Escher: Meet Gomez (Fez Review)
This game was reviewed on the Xbox 360.
What do you get when you take a 2D game and introduce it to an Escher painting? No, it’s not a joke. Say hello to Fez, a 2D puzzle/platformer which has you playing with a 2D character in a 3D world on a 2D plane. Optical Illusions now become the mechanic of choice in navigating through worlds of puzzles. Does your brain hurt yet? Good.
Meet Gomez, a little white sprite that lives happily in a 2D world, where cubes are the things of nightmares and imagination (squares are nice and reliable)…until disaster strikes and reality starts unraveling! Suddenly Gomez can rotate his world around showing all four sides to everything, while still traveling in 2D. Where before two islands would appear extremely far apart, now by looking at them from a new angle they seemingly form a single platform to walk across! And when you play in 2D, what you see is what you get. This can be extremely confusing at first, but once you get used to the idea that lining up different perspectives gets you through many-a-puzzle, be it connecting up ladders or walking around the edges of buildings. Don’t worry; you’ll be navigating these worlds like a boss in no time.
Fez is a conflict-free game; there are no enemies, no combat, just simple exploration and collecting treasures. Although you can die (usually by falling off a cliff or blowing yourself up with a bomb) there is no penalty for it; you simply respawn on the last stable ledge you were on. This is a relaxing change of pace where players are welcome to concentrate on the puzzles. Looking at the world map will provide you with a list of items that have yet to be discovered and what worlds are connected to each other. This view can be a bit confusing and sometimes difficult to navigate, as it’s all in 3D and rotates just like standard gameplay.
Controls are straight forward; players use either the D-pad or the left analog stick for moving left and right. Up is used to enter doors. Pressing A has you jumping and X is for actions such as picking up and throwing bombs or grabbing hold of crates. The L and R triggers and shoulder pads can both be used for rotating the viewpoint while the right analog stick can be used to move the camera slightly in any direction. Finally, holding down the jump button is an extremely useful technique in dropping down through the floor to the platform below without having to find a ledge to fall off of.

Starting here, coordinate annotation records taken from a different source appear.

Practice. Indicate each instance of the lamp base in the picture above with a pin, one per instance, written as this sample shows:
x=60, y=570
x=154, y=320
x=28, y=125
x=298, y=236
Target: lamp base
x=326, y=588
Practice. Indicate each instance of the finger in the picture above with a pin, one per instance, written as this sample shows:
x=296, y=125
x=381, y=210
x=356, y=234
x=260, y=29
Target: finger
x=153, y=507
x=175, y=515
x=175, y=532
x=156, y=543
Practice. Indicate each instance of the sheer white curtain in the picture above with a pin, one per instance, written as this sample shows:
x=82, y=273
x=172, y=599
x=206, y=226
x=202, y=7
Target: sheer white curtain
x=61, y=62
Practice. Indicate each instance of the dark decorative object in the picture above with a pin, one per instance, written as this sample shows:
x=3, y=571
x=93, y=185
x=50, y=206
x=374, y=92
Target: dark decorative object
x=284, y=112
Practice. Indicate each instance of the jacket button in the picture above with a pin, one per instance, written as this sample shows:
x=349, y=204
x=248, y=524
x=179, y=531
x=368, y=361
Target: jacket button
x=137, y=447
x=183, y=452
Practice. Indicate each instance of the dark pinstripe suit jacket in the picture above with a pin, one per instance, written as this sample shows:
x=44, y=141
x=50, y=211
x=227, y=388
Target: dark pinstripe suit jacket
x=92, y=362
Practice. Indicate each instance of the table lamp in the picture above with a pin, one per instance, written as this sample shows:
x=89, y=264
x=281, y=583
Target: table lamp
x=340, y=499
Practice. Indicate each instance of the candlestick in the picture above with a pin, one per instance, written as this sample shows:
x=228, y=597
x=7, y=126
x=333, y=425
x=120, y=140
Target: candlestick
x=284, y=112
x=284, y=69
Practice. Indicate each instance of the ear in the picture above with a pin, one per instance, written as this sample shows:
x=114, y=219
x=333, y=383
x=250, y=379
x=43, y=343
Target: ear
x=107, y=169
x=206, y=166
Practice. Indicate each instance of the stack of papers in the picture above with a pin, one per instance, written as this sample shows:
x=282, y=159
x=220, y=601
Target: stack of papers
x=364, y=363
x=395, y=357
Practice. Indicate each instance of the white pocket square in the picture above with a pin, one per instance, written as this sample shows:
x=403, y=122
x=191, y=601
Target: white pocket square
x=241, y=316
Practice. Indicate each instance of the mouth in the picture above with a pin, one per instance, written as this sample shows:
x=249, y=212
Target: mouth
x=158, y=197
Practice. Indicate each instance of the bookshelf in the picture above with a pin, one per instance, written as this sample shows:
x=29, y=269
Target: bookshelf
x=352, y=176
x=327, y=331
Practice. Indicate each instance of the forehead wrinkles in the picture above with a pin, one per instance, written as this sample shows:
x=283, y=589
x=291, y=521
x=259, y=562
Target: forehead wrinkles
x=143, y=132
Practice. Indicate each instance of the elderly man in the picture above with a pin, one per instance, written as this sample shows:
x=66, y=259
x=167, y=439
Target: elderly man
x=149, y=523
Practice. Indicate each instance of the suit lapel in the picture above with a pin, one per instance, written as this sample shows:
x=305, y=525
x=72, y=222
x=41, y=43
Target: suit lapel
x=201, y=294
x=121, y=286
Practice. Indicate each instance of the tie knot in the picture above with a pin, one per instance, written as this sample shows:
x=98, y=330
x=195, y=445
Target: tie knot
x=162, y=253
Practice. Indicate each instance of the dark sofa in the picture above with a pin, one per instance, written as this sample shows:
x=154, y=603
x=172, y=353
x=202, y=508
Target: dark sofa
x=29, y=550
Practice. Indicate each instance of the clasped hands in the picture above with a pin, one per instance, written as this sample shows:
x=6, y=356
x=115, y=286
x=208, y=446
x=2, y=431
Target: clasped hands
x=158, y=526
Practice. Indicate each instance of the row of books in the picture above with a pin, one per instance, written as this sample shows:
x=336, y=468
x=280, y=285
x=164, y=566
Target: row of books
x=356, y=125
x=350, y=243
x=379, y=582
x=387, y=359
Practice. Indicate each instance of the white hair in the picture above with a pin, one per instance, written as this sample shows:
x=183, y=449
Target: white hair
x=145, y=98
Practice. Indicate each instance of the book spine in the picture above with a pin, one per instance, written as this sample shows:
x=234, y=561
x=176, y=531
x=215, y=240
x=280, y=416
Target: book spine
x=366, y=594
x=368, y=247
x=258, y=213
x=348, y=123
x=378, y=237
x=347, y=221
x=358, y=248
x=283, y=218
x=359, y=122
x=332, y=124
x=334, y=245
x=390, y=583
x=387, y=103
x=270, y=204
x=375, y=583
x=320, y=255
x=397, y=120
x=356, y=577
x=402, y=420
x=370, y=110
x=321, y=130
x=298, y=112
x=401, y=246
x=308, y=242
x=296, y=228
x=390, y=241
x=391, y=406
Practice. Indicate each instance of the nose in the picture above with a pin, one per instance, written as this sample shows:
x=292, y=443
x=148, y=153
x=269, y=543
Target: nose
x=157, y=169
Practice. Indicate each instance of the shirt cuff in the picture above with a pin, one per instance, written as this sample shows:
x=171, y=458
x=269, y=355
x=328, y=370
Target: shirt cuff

Fez uses an interesting combination of 8bit style textures yet renders them with shading effects to help define the 3D scape of the world. The music is very simple, going for ambiance rather than symphonic suite.
The only downside to an otherwise perfect experience is the somewhat choppy transitions when going between areas in the same world. While the camera pans to a new location in the distance, there is a bit of noticeable loading lag.
Fez is another great example of developers being able to put together a game that is fun, innovative, and doesn’t require 200 people and a budget in the millions of dollars.